Platform Administration and Architecture

Sitecore Azure Search overview

Abstract

Introducing Sitecore Azure Search, helpful for Sitecore administrators to read before installation or use.

The Sitecore Azure Search provider integrates the Sitecore Search  engine with the Microsoft Azure Search service. The Microsoft Azure Search service is a part of the Microsoft Azure computing platform, you can read more about the Microsoft Azure Search service on their website.

This topic applies to Sitecore Experience Platform 8.2 Update-1 and later and describes the features and limitations of Azure Search, as well as the unsupported Azure Search features.

The Microsoft Azure Search service provides the following features:

  • Extreme scalability, simplicity, and stability.

  • A highly available infrastructure with 99.95% uptime as a part of the Microsoft Azure service level agreement (SLA).

  • An easy way to scale up and scale down as needed.

The Sitecore Azure Search provider includes the following features:

  • Support for all Sitecore search-driven UIs, including user-typed queries, and faceted searches.

  • Support for the majority of LINQ expressions, to enable rapid development of search-powered applications.

  • Native support for fundamental data types such as numbers and dates in faceting, and range queries.

  • Flexible configuration and precise control over the schema of the indexes.

  • Support for running Sitecore in geo-replicated scenarios.

Note

Sitecore Azure Search behaves slightly differently from the Lucene and Solr search providers; this is important to consider if you are going to switch between search providers.

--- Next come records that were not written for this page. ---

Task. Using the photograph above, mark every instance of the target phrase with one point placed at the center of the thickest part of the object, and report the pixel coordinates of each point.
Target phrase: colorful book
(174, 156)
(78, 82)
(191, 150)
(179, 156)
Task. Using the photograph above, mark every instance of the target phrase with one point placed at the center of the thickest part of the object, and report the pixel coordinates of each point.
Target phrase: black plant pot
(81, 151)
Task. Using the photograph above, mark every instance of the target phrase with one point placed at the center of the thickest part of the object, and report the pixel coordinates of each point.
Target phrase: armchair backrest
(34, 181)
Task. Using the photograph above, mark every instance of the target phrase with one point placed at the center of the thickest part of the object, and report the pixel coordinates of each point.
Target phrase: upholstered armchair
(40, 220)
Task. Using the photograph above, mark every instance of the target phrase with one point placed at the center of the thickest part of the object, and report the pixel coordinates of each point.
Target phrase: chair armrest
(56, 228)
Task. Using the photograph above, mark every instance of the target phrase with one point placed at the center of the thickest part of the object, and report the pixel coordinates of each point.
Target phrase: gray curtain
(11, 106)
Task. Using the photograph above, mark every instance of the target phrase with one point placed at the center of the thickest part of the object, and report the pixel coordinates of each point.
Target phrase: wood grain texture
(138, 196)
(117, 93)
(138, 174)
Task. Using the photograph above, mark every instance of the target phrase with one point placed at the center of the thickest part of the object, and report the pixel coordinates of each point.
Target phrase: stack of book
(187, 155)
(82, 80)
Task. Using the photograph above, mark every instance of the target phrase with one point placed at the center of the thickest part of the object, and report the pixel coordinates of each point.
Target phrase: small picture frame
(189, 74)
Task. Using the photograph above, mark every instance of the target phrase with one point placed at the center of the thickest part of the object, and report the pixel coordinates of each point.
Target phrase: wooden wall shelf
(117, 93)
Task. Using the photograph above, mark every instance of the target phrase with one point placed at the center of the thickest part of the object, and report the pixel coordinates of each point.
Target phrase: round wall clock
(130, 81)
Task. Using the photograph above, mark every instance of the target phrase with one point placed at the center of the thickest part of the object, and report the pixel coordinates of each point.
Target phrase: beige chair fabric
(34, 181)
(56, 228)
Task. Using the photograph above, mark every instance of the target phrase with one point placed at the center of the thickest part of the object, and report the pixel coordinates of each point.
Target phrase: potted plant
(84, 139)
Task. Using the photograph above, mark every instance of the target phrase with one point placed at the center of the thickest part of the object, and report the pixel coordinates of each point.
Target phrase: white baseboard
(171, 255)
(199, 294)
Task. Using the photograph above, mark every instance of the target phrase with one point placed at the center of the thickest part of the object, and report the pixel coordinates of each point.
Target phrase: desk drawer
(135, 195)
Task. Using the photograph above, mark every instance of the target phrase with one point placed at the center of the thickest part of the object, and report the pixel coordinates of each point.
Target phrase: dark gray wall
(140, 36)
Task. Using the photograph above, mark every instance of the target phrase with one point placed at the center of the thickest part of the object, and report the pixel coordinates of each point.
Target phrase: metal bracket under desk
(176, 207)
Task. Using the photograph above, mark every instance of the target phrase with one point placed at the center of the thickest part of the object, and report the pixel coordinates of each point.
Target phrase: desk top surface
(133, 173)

Read more about Sitecore Azure Search limitations and behavioral differences in the Limitations of Azure Search section of this topic.

Sitecore Azure Search is the default provider for Sitecore instances that are deployed using the Sitecore Azure SDK. It supports on premise and IaaS deployments. Follow the instructions in Configure Azure Search to configure Sitecore Azure Search.

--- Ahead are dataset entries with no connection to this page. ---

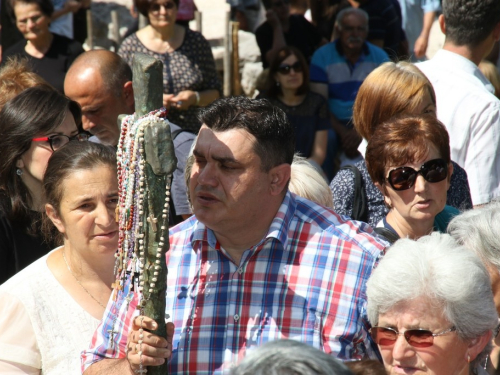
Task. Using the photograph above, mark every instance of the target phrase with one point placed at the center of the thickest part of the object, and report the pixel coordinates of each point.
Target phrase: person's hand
(420, 47)
(350, 140)
(167, 100)
(183, 100)
(145, 348)
(272, 18)
(72, 6)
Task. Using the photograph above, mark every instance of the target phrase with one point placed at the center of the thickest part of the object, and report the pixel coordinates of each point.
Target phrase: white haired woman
(431, 306)
(477, 230)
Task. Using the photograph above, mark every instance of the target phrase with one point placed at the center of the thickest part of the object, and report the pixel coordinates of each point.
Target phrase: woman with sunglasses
(189, 76)
(33, 125)
(408, 159)
(288, 89)
(390, 90)
(431, 307)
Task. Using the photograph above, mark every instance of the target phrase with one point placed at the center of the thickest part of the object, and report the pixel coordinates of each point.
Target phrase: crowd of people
(342, 222)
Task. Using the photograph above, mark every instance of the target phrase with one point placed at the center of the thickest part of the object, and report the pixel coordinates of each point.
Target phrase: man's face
(100, 107)
(228, 189)
(353, 32)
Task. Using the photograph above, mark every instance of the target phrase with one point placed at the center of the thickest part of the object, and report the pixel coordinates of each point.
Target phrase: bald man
(101, 82)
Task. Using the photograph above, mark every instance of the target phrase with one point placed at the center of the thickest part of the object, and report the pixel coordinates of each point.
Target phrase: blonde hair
(391, 89)
(490, 71)
(15, 77)
(307, 182)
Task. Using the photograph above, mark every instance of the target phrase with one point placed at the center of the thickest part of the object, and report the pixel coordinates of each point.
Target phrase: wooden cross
(160, 164)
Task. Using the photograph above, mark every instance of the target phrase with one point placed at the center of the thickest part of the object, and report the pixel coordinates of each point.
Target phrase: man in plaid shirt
(256, 263)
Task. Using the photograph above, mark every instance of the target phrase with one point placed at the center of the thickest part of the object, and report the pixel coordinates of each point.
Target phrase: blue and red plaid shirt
(305, 281)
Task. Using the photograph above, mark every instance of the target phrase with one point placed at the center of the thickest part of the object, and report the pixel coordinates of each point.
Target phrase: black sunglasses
(155, 7)
(57, 141)
(404, 178)
(286, 69)
(280, 3)
(418, 338)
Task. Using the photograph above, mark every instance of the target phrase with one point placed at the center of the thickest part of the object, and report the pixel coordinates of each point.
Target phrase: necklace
(78, 281)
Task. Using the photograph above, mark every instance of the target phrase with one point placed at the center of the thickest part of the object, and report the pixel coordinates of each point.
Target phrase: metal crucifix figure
(146, 161)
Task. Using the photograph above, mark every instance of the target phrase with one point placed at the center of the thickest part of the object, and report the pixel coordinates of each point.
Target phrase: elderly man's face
(353, 32)
(228, 189)
(100, 107)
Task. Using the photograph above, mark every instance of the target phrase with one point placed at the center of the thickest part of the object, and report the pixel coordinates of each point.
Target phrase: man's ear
(128, 94)
(450, 172)
(54, 217)
(442, 24)
(477, 345)
(279, 177)
(496, 32)
(387, 200)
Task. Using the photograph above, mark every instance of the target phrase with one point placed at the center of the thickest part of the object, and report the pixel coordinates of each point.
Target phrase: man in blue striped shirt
(339, 68)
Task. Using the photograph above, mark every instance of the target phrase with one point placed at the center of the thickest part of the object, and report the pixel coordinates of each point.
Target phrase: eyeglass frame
(80, 137)
(408, 331)
(417, 172)
(296, 66)
(169, 5)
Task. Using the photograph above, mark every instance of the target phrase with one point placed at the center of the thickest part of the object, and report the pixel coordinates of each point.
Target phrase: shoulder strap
(388, 234)
(359, 205)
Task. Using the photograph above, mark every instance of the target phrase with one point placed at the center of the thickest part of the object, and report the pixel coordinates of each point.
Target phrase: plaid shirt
(304, 281)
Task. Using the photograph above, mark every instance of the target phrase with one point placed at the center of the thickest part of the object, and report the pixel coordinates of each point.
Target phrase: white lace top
(42, 328)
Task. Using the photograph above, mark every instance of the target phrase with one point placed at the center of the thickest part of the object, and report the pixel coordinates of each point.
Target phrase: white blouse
(42, 328)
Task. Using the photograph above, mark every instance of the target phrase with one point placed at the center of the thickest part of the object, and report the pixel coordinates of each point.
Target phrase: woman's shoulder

Compared with Sitecore Search on  Lucene and Solr, Sitecore Search on Azure Search has several limitations. Refer to the following table for specifics:

Limitation

Description

Automatic tokenization by the Azure Search service of document field values and queries when searching and faceting.

This means that:

  • Substring searches that are limited to a single term, for instance, predicates, .StartsWith(), .EndsWith(), and .Contains(), will match parts of terms, and will match terms that are located in any part of the field value. When multiple terms are passed, each term is searched separately, (this can provide more results than expected).

  • Regular expressions spanning multiple terms (containing spaces) returns 0 results.

  • Multiple terms that are passed to .Wildcard() are interpreted as individual wildcards in a field-scoped query.

  • The facet values are calculated based on individual terms in faceted fields, not on whole field values, when a value contains multiple words, (unlike Lucene and Solr).

Note

This limitation only applies to Sitecore versions 8.2.7 and 9.0.1 or earlier. For later versions, you can only change the behavior by applying a lowercase analyzer to specific fields, for example:

<fieldNames hint="raw:AddFieldByFieldName"> <field fieldName="_fullpath" … cloudAnalyzer="lowercase_keyword" />…

Fields

An Azure Search index can only contain up to 1000 fields.

Fuzzy query semantics

Are different in Azure Search, for example:

  • .Like(pattern, similarity)interprets the similarity parameter as the Damerau-Levenshtein Distance (value between 0 and 2). This is different from the way Lucene implements the similarity parameter in Sitecore.

  • The similarity and slop parameters cannot be combined in the Azure Search Lucene syntax, this means multiple-word fuzzy queries, such as .Like() are always interpreted as a phrase query with a slop.

Joining queries

For example, .GroupJoin(), .SelfJoin(),and other operators that join queries, is not supported and results in an error.

Media indexing

This feature is not supported.

Range queries

Are always expressed as filters, as a result:

  • Combining range queries with Search using the logical operator OR (||) produces an error.

  • Range queries on string fields always operate on the whole field value without tokenization and are case-sensitive.

Same name fields

The Azure Search service has a strong schema, this means for example, that there cannot be such things as fields that have the same name but different types in different documents.

Refer to the following list for features that exist in Azure that are not currently supported by your Sitecore provider:

  • Geospatial data types

  • Indexers

  • Suggestions

  • Highlighters